At this point, two Board Members challenged assuming the Jr High renovation in Budget Planning. They stated the renovation was only possible, and that there has not been a final determination from the Facilities Committee, nor a vote by the Board. In addition, both stated that the Long Range Plan included multiple smaller projects, at a cost of around $4 Million, that would make the renovation “unnecessary.” Therefore, in their opinion, it is not something that should even be discussed until a more formal decision is made.
So, the question is, “Since the renovation is on the Long Range Plan, and is a possibility, do we create Budgets planning it will or will not happen?” Which makes the best financial sense when doing Long Range Budgetary Planning?
Dr Newcome informed the Board that he believed doing just the repairs, in lieu of an actual renovation, would make depleting the Reserve Fund a certainty because it would not be financed.

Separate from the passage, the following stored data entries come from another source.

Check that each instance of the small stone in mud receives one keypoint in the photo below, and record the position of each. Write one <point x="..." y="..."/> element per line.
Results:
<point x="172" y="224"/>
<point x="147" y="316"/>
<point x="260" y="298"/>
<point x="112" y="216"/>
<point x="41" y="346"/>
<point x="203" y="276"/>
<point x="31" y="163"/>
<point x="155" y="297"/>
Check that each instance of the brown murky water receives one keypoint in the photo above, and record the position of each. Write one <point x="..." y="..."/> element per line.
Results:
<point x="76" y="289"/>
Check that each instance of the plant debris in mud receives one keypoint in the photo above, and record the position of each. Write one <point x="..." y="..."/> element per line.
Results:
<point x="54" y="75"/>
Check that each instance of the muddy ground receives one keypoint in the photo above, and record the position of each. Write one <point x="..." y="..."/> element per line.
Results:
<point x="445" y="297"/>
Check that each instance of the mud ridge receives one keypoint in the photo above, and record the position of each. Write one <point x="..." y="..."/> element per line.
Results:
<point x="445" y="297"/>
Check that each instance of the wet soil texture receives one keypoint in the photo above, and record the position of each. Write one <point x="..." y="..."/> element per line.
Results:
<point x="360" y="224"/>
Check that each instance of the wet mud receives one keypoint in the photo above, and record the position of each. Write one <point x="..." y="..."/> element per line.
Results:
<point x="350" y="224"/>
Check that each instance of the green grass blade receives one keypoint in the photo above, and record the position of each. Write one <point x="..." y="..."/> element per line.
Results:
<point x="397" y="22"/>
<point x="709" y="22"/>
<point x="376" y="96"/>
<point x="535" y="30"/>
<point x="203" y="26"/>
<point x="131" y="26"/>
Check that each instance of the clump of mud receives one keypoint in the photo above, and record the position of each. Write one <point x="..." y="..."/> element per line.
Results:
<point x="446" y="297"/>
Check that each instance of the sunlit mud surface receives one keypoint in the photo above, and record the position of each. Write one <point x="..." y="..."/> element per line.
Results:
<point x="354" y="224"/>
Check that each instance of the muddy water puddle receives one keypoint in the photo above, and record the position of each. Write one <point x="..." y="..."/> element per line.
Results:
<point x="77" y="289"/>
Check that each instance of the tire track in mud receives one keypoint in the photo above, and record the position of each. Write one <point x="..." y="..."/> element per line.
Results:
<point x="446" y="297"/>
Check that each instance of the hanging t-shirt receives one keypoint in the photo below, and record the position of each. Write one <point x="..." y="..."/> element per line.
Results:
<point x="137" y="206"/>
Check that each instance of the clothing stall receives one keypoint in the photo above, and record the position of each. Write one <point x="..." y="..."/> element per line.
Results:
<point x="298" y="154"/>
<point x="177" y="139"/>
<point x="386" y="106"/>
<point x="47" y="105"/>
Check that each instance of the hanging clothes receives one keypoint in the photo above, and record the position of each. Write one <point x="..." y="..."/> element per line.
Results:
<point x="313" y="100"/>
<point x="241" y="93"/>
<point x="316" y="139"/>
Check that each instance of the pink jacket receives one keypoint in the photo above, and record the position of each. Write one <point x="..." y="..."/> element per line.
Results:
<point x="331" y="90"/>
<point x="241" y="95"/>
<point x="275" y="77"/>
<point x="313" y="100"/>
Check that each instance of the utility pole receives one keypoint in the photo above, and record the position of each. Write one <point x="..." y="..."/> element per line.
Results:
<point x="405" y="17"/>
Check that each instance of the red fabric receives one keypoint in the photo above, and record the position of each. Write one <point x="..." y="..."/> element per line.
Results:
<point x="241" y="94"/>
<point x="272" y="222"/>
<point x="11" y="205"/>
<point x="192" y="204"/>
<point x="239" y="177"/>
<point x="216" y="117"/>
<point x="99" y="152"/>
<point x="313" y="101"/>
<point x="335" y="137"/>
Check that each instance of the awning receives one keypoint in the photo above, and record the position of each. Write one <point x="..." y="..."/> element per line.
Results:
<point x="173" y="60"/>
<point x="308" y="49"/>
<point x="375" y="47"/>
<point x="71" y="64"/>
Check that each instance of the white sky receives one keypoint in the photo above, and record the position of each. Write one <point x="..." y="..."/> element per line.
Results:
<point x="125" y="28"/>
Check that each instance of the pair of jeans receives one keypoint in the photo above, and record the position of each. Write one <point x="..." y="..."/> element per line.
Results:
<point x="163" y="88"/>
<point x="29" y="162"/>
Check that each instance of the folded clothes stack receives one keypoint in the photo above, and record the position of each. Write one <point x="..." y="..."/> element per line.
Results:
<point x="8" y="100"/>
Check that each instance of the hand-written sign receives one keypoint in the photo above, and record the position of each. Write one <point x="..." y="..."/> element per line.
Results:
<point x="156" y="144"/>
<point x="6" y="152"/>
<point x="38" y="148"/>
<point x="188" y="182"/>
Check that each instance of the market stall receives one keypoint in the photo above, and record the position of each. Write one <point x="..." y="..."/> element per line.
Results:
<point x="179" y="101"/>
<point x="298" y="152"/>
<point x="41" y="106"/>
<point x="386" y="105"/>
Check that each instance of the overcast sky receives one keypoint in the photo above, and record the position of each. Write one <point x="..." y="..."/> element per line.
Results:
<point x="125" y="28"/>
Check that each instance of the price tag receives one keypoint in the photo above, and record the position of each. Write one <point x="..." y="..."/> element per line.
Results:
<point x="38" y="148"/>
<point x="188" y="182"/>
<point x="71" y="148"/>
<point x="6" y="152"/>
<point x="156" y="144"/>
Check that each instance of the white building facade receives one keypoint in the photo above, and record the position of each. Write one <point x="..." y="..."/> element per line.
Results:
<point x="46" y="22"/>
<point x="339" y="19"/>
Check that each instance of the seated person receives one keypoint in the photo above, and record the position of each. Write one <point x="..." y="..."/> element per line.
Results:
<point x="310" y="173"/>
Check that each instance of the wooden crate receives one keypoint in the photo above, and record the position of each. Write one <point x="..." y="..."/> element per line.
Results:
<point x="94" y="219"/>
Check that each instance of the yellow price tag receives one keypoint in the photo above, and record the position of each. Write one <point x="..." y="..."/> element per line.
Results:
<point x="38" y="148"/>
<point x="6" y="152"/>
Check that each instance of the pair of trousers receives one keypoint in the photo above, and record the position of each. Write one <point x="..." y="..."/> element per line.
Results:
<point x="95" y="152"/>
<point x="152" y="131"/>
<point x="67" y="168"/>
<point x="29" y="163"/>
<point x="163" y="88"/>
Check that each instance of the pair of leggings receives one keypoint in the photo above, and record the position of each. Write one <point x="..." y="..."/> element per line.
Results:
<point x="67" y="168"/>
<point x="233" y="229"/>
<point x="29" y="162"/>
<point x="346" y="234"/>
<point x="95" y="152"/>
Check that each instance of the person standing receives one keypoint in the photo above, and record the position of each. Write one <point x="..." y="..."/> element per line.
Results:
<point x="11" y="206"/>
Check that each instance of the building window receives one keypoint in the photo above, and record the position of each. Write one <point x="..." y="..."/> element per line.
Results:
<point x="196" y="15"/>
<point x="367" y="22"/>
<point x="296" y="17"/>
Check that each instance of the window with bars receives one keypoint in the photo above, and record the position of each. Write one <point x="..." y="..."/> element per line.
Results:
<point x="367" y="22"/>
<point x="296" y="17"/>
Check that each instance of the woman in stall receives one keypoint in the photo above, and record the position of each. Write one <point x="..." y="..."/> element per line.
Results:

Hank Oleyniczak spoke up stating that some kind of planning needs to be done. He does not want to see a situation where the District does nothing, and then all of a sudden taxpayers get a massive tax increase.
Samuel Ganow wanted to know when does the Facilities Committee expect to do a renovation of the Jr High… 5 years, 10 years, never?
My Final Thoughts
As I finished writing this post, I was left with the question, “Why create a Long Range Plan for Facilities, if that plan is going to be ignored in Long Range Budgetary Planning?” It says a lot about the District’s financial problems if there are those who want ignore financial issues until one can’t ignore them anymore.
The stated purpose of the Facilities Committee’s Long Range Plan is to prioritize and budget for needed future projects. Being prudent would mean items on that list must be considered in Long Range Budgetary Planning not only until a final decision, but to also help shape the decision making. How can any Board Member make a decision of any of these future projects, without knowing the potential financial impact?
Even if the Facilities Committee wants to place the Jr High Renovation on the backburner, the repairs stated still would need to be plugged into Long Range Budgetary Planning projections.
As an example, we can look at the Track Field. At the last Facilities Committee Meeting we were told that the Track Field will be included in this year’s updated Long Range Plan for Facilities. That will now have to be planned for, in Long Range Budgeting, as if the District is paying the full cost.
Now, there are still ongoing discussions about the Track Field, and it looks like the cost may be split between the District and the Boosters. However, once that item goes on the Long Range Plan for Facilities, the Finance Committee needs to add 100% of the full cost of the project to their Long Range Budgetary Planning until a final decision is made, and to help guide Board Members’ decision process. How do Board Members know how much they can afford to spend, if they don’t know how much they can afford to spend? Am I making any sense here?
Here is the worst of it. If we don’t talk about these Long Range Projects today, I suspect the same individuals who don’t want to create a Long Range Budgetary Plan, if the District does a renovation to the Jr High in 2017-2018, would describe it as something having been “planned” since 2014, when the Facilities’ Long Range Plan was created. “Sorry for the tax increase, but if you were paying attention you would have known this was coming.”